Another reason to look for communications? Malware is constantly changing its signature using encryption and packing, but the way an attacker chooses to communicate with his programs changes far less frequently. The researchers found that more than a quarter of malware identified by network behavior was not detected by any antivirus scanner.
[Russian botnets mostly use crypto, Chinese attacks mostly don't, but attack analysis finds that the bad guys are increasingly using better encryption. See Malware Encryption Efforts Mixed, But Getting Stronger.]
Companies that seek out any malware communications that appear in their networks are more like to catch the attacks, agrees Jose Nazario, senior manager for the security research team at Arbor Networks. Arbor clients have frequently detected malware using communications that were not detected using up-to-date antivirus, he says. While binaries change frequently, the protocols that malware uses to communicate, as well as the servers with which they communicate, change less often.
"These sorts of protocols that these guys design for allowing the bots to communicate back to the mothership are relatively static," Nazario says. "I would argue that it is relatively expensive for hackers to alter their protocols because you always risk losing bots, leaving a significant chunk of the botnet behind, when you upgrade the protocol and move them over."
Joe Stewart, director of malware research for Dell SecureWorks, agrees that malware and botnet communications are relatively static.
"We sometimes see signatures that we have written for malware [communications] that work for years," he says.
And companies that do monitor for malware communications stand to catch more than half of the programs.
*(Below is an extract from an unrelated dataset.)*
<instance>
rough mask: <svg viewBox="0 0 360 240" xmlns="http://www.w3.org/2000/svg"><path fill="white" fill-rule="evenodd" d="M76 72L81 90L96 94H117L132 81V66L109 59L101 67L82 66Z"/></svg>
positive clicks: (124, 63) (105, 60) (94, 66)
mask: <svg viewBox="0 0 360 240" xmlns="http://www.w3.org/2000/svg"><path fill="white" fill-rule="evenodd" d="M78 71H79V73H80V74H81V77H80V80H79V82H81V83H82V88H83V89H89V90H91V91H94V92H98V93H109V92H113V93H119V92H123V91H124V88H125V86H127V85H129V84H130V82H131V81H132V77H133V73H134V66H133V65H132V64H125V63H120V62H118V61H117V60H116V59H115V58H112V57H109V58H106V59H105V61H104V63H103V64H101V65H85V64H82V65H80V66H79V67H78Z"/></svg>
It's likely that the Websense findings -- 46 percent, or 55 percent in the case of the Anubis study -- may be a low estimate. Typically, researchers cranking through a large volume of malware only listen during the first minute to be as efficient as possible. Patient attackers are already wise to the tactic and will delay communications outside that time, perhaps evading detection, Stewart says. And other malware may use nonstandard ways of communicating that are more covert.
"There is malware that doesn't have to communicate to work," Stewart says. "Maybe it is only going to alter how something on your system works. Maybe it will change your host file and cause your DNS queries to answer something other than the name you wanted when you are, for example, looking up Yahoo."
DNS Changer did exactly that. The program changed the listing of the domain name servers used by the compromised systems to reroute a victim's Internet queries.
The good news is that companies looking for malware communications would have caught signs of DNS Changer, as well, if they were armed with the Internet addresses of the fake DNS servers used by the malware.
While looking at all network traffic can be daunting, there are ways to whittle down the amount of packets that need inspection, says Stewart. Looking for anomalies in specific protocols, especially HTTP, can help companies slim down their list of suspects.
"Look into that and see what traffic, what requests you are seeing that look completely different from the other requests," he says. "That will also have a lot of stuff that it not malicious at all, but it is a much smaller subset of things to go through ... if you know what to look for."